Just to put things in perspective, after I graduated from Weequahic High School and before going to Seton Hall University, I had a part-time job working for a butcher. I was the delivery guy and occasionally had to go to the slaughterhouse to pick up products for the store. Needless to say, I had no consciousness nor awareness, as change never came then despite the horrors I witnessed on an almost daily basis.

After graduating with a degree in accounting from Seton Hall, I eventually got married and moved to a town called Livingston. Livingston was basically a yuppie community where everyone was judged by the neighborhood they lived in and their income. To say it was a “plastic” community would be an understatement.

Livingston and the shallowness finally got to me. I told my wife I was fed up and wanted to move. She made it clear she had to be near her friends and New York City. I finally got my act together and split for Colorado.

I was living with a lady in Aspen at the end of 1974, when one day she said, ” let’s become vegetarians”. I have no idea what possessed me to say it, but I said, “okay”! At that point I went to the freezer and took out about $100 worth of frozen, dead body parts and gave them to a welfare mother who lived behind us. Well, everything was great for about a week or so, and then the chick split with another guy.

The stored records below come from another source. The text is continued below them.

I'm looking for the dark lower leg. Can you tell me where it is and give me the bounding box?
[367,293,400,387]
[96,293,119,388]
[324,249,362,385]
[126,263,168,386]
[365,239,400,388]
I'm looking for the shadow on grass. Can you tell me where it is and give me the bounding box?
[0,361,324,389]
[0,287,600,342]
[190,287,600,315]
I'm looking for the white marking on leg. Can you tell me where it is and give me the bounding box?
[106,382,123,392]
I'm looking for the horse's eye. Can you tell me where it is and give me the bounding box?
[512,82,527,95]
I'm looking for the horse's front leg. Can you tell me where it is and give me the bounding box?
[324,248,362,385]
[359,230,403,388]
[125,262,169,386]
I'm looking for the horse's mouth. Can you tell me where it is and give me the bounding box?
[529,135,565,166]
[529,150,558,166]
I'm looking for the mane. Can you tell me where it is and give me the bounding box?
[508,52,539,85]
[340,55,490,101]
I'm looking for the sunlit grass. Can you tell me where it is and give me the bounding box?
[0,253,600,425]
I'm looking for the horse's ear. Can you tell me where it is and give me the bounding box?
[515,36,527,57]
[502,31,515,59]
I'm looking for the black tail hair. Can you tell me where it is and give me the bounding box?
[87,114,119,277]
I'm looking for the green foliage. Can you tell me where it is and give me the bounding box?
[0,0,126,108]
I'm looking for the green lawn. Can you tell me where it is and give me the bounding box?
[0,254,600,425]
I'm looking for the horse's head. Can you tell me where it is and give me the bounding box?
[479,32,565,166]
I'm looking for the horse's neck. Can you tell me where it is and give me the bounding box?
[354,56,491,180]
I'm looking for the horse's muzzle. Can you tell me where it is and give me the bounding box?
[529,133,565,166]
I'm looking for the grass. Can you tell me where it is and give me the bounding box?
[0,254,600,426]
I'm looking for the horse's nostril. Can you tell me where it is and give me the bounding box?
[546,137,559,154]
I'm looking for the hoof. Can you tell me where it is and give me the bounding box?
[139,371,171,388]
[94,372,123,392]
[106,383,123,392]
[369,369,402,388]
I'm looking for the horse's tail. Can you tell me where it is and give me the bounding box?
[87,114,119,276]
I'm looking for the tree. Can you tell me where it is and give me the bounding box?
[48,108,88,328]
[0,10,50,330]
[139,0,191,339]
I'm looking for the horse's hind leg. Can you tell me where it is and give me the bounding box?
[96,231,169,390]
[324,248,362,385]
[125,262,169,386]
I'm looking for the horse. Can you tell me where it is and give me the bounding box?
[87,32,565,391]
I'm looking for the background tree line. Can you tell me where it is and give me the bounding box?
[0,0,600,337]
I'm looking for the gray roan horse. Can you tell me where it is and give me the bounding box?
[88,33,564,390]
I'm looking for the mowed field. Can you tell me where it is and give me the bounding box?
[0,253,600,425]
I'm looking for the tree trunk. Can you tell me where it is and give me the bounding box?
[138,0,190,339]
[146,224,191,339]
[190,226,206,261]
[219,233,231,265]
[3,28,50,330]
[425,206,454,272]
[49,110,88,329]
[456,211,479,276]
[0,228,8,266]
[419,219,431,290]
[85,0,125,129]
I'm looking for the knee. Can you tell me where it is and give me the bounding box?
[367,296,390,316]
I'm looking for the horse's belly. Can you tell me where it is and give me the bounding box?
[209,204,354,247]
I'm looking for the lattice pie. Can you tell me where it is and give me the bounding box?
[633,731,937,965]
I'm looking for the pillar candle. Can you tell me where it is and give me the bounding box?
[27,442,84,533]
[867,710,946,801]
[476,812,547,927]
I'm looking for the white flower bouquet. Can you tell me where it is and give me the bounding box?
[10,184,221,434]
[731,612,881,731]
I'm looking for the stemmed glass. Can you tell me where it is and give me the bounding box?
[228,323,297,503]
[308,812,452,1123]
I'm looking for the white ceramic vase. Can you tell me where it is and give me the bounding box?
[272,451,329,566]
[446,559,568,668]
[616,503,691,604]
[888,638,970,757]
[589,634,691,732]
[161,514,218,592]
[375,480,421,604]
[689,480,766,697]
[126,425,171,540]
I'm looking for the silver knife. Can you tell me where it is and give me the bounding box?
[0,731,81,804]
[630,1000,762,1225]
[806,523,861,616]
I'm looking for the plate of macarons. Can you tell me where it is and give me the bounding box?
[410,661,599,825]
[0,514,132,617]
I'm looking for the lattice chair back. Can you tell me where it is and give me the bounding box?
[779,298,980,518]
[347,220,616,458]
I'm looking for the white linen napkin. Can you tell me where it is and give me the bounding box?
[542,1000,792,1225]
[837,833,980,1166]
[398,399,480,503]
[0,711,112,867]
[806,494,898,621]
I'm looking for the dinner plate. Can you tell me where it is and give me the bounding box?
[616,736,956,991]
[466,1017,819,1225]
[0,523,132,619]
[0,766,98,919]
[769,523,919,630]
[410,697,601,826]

So here I was, a vegetarian for a couple weeks, not really knowing what to do, how to cook, or basically how to prepare anything. For about a month, I was getting by on carrot sticks, celery sticks, and yogurt. Fortunately, when I went vegan in 1990, it was a simple and natural progression. Anyway, as I walked around Aspen town, I noticed a little vegetarian restaurant called, “The Little Kitchen”.

Let me back up just a little bit. It was April of 1975, the snow was melting and the runoff of Ajax Mountain filled the streets full of knee-deep mud. Now, Aspen was great to ski in, but was a bummer to walk in when the snow was melting.

I was ready to call it quits and I needed a warmer place. I’ll elaborate on that in a minute.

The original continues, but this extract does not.